Postby BurghersAndDogsSports on Sat Aug 18, 2012 6:03 pm

dman66 wrote:
pressure=9Pa wrote:There was a Baseball Prosepctus article on this about 4-5 years ago you might look up, and it concludes that the economic benefit isn't really that great. It looks at cities during the 1994? baseball strike, and what was different in 1993 and 1995. Obviously bars and restraunts next to the stadiums were hurt, but many movie theatres, water parks, museums, etc. throughout town had record years. It basicly said that cities overpay for sports teams to make themselves feel like big league cities, and because the positive effects of franchices are more measurable than the other "investments".

I do not believe it factored in tax revenues from the players. It's important to note that visiting team players get taxed as well in most cities. Laws are written to tax "income earned" in a city to make squeeze every dollar they can.


That was always the argument a professor of mine would always make when I was taking sports management classes at RMU. A season ticket holder may take their chunk of money to another place, but a fan that only goes 3-5 times, or however many, a year will likely just redistribute the money back into the region. Most people won't just flat out save the money.


Well, the problems with those studies though is they do not take into account everything. For example there are the staples:
1. player salary taxes
2. employee salary taxes
3. Ticket tax
4. Parking tax
5. Standard businesses (around facilities)
6. And so on.....

But they miss a lot too. For example - a real study would have to show the economic hit of ALL surrounding area and not limited. Every bar is packed on Steelers and a lot of Pens AWAY games. Beer distributors, merchandise, those who travel to the city, hotel rooms and so forth.

No events means no out of towners (including in Pgh with 3 sports 135 + playoffs nights of visiting teams taking up rooms/spending money) visiting fans and so on). There is no replaement for hotel rooms, fans, visitors coming to your city or fans dropping hundreds of dollars.

They compare the mean to fans that spend a bit. But my investment in the Pens is huge and trust me, I am not replacing that money in totality if the Pens left. My tickets, parking, food you name - added with how much money I spend at bars, beer distributors, grocery stores for away games and parties - even just the playoffs alone for AWAY games AND home games I dont have tickets too.
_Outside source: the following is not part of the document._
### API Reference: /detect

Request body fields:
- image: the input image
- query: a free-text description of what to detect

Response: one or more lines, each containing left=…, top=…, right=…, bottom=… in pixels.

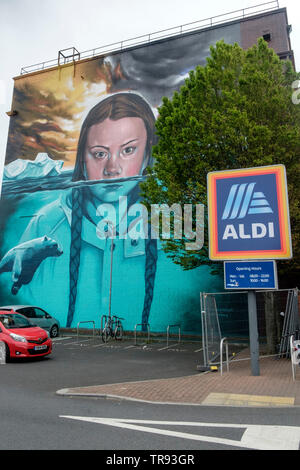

They also leave out general economic growth just from having a building. For example - the Penguins are the only reason we have a nice facility which has already gotten us a draft, NCAA, Winter Classic (to a point more the team and not CEC), we have a frozen four on the way and I imagine more down the road.

We also get TONS of decent concerts we wouldnt get without a team to support a nice facility. So you have to add the economic growth of say the Pens or Steelers allowing for venues to draw big national acts. Without them it doesnt exist.

Too many variables are missed in these studies that I have seen.

And then onto sposors. Not sure how much Consol drops but lets say its $5 million. If the Pens left would they and all the other sponsors turn and drop that money, plus money on food, parking, tickets, suites or whatever else into our city/state overall budgets or would it be towards more of a global advertising appeal that doesnt help growth?